Of course, the same irrationality that’s powering all of this also lives in the markets, and there’s no reason to think that the bubble will pop any time soon. The need to find value where it might not actually exist is an essential part of capitalism. But it certainly could happen that there’s some event that causes the markets to suddenly recognize that what these AI products actually do could never justify the truly immense costs of building and running them, and if that happens, watch out. The amount of cash that’s been poured into all of this, the media’s casual association of the future of AI as the future of our economy, the degree to which investor confidence rides on hopes for artificial intelligence…. It could be sufficient to put the country into a depression, if things broke the wrong way. But that’s how badly people want to believe, how much Americans need to feel that hope springs eternal. If there is no prophecy telling us that we’re about to become fabulously rich, we’ll just write one for ourselves.

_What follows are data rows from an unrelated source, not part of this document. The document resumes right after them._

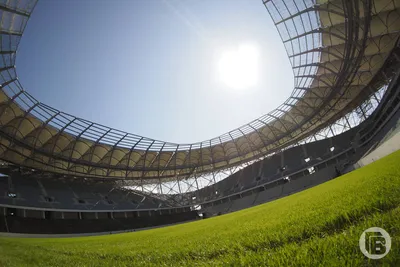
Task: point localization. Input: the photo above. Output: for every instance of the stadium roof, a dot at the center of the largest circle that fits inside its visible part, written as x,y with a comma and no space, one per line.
339,52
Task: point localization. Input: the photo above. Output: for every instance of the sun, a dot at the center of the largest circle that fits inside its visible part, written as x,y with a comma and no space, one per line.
239,68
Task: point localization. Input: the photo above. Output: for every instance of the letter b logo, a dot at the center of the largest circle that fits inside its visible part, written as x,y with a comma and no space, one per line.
375,243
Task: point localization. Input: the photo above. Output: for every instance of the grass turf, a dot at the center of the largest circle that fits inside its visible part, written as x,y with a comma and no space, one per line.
320,226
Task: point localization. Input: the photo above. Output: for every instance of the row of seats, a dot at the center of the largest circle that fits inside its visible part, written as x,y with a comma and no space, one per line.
16,224
279,165
28,191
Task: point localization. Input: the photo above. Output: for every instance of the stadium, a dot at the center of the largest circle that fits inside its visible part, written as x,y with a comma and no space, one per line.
290,187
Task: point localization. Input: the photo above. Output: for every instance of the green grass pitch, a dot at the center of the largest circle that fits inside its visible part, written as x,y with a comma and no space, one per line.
320,226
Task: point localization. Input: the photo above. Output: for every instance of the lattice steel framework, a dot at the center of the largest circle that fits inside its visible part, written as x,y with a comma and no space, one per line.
339,51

Freddie, I just had an image of you, with reading glasses perched on the edge of your nose, hands folded, leaning intently over an old, wooden desk, looking seriously at your readers, and telling them to stop fucking around and invest in indexed mutual funds.
Thanks for the writing, as always.
This is gonna sound crank-y but Freddie has backed into a classic Austrian Economics truth - easy money causes a huge amount of speculative activity. Because credit is so cheap, people invest in terrible, shitty ideas like a national chain of stores where you can eat cereal in your pjs like a six foot tall toddler, or bespoke ice cream made just for you in an incredibly expensive brick and mortar setting.
And since it's been so easy to get credit, everyone tries to create something with exponential growth/immediate scale and debt finance their way there, because it's cheap to borrow and if you make infinite money in the future it's basically free to borrow.
It's called "malinvestment" and I think it's the root of a lot of the sense that nothing matters and the economy is fake - from the bottom end of the labor pool to the upper middle, people are hustling like crazy to give some bank/funder a moonshot with no real potential for individual advancement. We want everything to grow like cancer and enthusiastically throw armies of 20 year olds into entry level shitty jobs in pursuit of getting the cancer to metastisize faster.